After that, I began to recover rapidly. The doctors had been waiting for me to become stable before doing a lymph node biopsy to track the type of cancer cells, and they could not even find a lymph node big enough to suggest cancer (upon entering the hospital my body was filled with swollen lymph nodes and tumors the size of lemons, from the base of my skull all the way to my lower abdomen). They did a bone marrow biopsy, again to find the cancer activity so they could adjust the chemotherapy according to the disease, and there wasn’t any in the bone marrow. The doctors were very confused, but put it down to me suddenly responding to the chemo. Because they themselves were unable to understand what was going on, they made me
undergo test after test, all of which I passed with flying colors, and clearing every test empowered me even more!
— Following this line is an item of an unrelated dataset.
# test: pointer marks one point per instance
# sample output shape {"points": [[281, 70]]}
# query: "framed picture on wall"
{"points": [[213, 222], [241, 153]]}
I had a full body scan, and because they could not find anything, they made the radiologist repeat it again!!!! Because of my experience, I am now sharing with everyone I know that miracles are possible in your life every day. After what I have seen, I realize that absolutely anything is possible, and that we did not come here to suffer. Life is supposed to be great, and we are very, very loved. The way I look at life has changed dramatically, and I am so glad to have been given a second chance to experience “heaven on earth”.